The Department of Justice has made some subtle – but important – changes to its largest grant program, the Byrne Justice Assistance Grant (Byrne JAG), through which it provides states and local jurisdictions nearly $300 million for law enforcement activities. These changes improve the program’s transparency and accountability.
Because DOJ plays such a large role in funding, what they ask of recipients – and how DOJ measures their success – has an outsized impact on criminal justice policy. How DOJ tracks Byrne JAG money has been criticized by the Brennan Center and other groups for measuring things that encourage overly harsh criminal justice policies, such as number of arrests, as opposed to drops in crime, a stronger measure of how successful grant recipients are at improving public safety. Using total number of arrests as a measure of performance can give police an incentive to arrest more people for low-level violations, an ineffective and often counterintuitive crime-reduction strategy. In a marked shift, DOJ has now removed “number of arrests” from its list of “accountability measures.”
DOJ has been under pressure from a unique bipartisan coalition that includes groups such as the Brennan Center, American Civil Liberties Union, Pat Nolan’s Prison Ministries, the Justice Policy Institute, the conservative reform group Right on Crime, and law enforcement groups. This coalition wrote to the Justice Department urging reform of Byrne JAG’s performance measures. As Jim Bueermann, president of the Police Foundation, wrote “new performance measures communicate to law enforcement across the country that the targets they should be aiming for are those that reflect two modern criminal justice goals: reducing crime and reducing mass incarceration.” By moving its measurements beyond a focus on arrests, DOJ is moving in this direction.
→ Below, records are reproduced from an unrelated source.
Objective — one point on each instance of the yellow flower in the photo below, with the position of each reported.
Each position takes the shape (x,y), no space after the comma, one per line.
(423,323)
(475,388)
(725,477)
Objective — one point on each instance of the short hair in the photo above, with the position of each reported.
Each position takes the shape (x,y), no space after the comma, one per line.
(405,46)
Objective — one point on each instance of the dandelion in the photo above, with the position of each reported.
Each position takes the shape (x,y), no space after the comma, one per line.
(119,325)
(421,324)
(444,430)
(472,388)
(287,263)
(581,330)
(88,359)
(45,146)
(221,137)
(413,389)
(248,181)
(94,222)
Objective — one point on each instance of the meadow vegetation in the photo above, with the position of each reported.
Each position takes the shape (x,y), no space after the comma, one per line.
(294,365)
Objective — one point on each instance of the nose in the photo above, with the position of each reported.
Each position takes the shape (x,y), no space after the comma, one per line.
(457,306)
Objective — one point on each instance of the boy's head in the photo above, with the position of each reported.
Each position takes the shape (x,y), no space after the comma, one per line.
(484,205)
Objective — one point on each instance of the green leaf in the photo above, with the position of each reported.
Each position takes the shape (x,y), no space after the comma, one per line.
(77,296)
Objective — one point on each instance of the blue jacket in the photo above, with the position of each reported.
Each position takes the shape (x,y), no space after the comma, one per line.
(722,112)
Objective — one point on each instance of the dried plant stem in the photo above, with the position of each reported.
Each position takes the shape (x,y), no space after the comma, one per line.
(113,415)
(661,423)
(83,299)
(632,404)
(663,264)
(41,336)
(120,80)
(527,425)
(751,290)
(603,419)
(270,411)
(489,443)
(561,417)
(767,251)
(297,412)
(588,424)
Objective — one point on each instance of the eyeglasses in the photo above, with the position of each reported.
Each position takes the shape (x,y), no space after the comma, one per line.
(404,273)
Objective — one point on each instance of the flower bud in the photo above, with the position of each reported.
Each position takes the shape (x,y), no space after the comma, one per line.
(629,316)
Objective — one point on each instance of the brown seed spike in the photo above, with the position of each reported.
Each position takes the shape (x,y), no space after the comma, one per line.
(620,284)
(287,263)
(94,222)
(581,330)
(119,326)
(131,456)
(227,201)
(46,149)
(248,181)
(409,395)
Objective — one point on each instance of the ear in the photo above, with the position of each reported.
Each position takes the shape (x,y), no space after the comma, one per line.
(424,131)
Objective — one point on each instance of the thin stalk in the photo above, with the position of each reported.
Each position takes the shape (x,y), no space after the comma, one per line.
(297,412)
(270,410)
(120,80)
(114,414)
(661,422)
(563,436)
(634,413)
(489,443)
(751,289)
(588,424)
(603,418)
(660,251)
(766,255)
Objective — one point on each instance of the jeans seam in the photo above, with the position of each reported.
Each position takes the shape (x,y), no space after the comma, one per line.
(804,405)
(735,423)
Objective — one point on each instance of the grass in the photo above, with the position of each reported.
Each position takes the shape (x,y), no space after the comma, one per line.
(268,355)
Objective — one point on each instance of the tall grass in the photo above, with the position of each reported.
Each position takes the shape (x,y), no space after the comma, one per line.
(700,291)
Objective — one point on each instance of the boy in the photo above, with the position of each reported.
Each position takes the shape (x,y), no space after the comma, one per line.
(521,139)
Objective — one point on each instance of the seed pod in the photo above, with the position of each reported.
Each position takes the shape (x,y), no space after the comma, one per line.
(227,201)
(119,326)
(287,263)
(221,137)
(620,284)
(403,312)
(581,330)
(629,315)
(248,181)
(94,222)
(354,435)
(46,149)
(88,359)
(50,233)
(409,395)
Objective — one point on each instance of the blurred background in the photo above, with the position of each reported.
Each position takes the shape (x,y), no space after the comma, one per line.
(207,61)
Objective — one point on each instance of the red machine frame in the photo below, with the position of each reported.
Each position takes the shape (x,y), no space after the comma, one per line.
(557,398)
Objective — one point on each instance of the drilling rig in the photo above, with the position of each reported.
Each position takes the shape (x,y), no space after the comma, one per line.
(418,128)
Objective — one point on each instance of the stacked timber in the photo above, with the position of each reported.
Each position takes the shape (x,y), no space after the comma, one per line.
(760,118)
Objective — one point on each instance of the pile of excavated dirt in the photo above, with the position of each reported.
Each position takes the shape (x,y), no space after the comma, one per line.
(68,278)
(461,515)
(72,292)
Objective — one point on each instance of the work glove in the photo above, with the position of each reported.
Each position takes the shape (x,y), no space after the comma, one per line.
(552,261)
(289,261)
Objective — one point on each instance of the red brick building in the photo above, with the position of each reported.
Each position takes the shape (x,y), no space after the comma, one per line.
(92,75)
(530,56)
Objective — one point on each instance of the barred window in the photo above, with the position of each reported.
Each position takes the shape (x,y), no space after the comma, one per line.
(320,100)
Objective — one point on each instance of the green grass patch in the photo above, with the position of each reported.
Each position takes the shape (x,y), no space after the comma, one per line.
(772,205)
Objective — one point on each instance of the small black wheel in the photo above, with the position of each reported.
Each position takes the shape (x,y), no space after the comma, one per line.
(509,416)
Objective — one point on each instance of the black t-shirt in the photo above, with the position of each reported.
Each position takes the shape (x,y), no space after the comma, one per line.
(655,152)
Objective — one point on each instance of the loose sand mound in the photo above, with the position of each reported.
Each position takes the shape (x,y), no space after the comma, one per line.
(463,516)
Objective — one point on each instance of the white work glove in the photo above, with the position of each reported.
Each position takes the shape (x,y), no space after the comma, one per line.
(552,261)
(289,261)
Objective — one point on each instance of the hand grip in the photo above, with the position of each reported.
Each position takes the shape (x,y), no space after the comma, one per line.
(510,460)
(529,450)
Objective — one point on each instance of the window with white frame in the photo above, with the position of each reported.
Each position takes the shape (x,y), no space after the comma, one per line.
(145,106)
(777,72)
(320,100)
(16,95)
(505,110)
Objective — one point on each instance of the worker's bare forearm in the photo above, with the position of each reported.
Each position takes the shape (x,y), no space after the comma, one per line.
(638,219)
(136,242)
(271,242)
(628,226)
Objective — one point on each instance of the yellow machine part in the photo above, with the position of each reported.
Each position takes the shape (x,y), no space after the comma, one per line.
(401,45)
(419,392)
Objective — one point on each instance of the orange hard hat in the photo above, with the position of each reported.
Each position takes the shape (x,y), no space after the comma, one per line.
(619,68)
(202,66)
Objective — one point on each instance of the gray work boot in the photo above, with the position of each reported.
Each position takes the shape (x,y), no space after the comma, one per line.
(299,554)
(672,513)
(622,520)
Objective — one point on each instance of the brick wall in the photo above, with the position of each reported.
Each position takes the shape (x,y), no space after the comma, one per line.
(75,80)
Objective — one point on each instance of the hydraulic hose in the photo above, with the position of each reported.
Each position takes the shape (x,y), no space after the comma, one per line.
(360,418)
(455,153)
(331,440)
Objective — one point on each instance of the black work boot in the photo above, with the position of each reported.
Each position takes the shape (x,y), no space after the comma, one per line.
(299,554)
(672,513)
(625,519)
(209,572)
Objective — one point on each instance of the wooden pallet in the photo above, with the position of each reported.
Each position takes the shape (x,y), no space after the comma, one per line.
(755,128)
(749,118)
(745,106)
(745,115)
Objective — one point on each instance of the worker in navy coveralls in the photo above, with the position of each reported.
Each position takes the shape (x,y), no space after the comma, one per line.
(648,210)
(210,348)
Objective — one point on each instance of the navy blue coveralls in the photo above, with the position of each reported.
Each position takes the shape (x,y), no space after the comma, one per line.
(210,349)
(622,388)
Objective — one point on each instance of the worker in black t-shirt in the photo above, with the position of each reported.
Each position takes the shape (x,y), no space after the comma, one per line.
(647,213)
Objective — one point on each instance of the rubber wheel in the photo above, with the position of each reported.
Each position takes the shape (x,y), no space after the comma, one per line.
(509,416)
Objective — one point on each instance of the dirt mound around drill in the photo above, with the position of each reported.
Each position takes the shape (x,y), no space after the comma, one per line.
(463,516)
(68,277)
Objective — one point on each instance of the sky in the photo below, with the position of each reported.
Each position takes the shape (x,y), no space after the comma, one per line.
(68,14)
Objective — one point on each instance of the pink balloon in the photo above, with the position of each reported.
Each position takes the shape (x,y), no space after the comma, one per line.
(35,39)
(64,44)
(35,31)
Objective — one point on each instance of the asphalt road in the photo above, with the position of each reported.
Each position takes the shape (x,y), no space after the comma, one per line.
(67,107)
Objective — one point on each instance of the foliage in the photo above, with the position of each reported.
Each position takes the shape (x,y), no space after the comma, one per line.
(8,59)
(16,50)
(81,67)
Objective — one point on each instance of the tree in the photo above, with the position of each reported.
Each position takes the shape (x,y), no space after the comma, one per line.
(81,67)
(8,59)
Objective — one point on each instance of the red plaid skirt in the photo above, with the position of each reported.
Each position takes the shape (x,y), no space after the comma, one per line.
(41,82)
In a related move, the Bureau of Justice Assistance, which administers the Byrne JAG program, has published a map breaking down how much money it awards, what recipients use it for. For example, users can learn that in Baytown, Texas, DOJ is spending $21,000 for a “Directed Overtime for Neighborhood Patrols and Firearms Training Project.” Such transparency is important because it allows law enforcement entities to ascertain DOJ’s funding priorities and to learn what similarly situated cities and counties are doing with their Byrne JAG funds. Byrne JAG recipients have noted in the past that this kind of tool would improve how they think about their own funding dollars.
While these are all steps in the right direction, there is more to be done. “Is a new questionnaire going to “fix” over-policing of minor crimes and over-incarceration of non-violent offenders? No. But changing incentives is a first step in changing culture,” The Atlantic noted. It is imperative that the Justice Department continue to pave the way for reform by improving other performance measures. For example, it can evaluate recipients on whether they screened those they arrested for drug or alcohol abuse or whether they spend Byrne JAG funds to improve police relations with the community. DOJ could ask what the law enforcement entity’s crime prevention strategy is or whether activities funded by Byrne JAG have improved how safe people feel visiting public spaces in specific jurisdictions. Tying funding as closely as possible to these types of goals will provide incentives for improving the safety of communities.
Because JAG funds travel throughout the country and touch so many criminal justice agencies and programs, they provide a unique pressure point for change to help the justice system better drive toward reducing crime and mass incarceration. This type of “Success-Oriented Funding” approach, which the Brennan Center has advocated be adopted more broadly, properly aligns incentives with desired policy outcomes.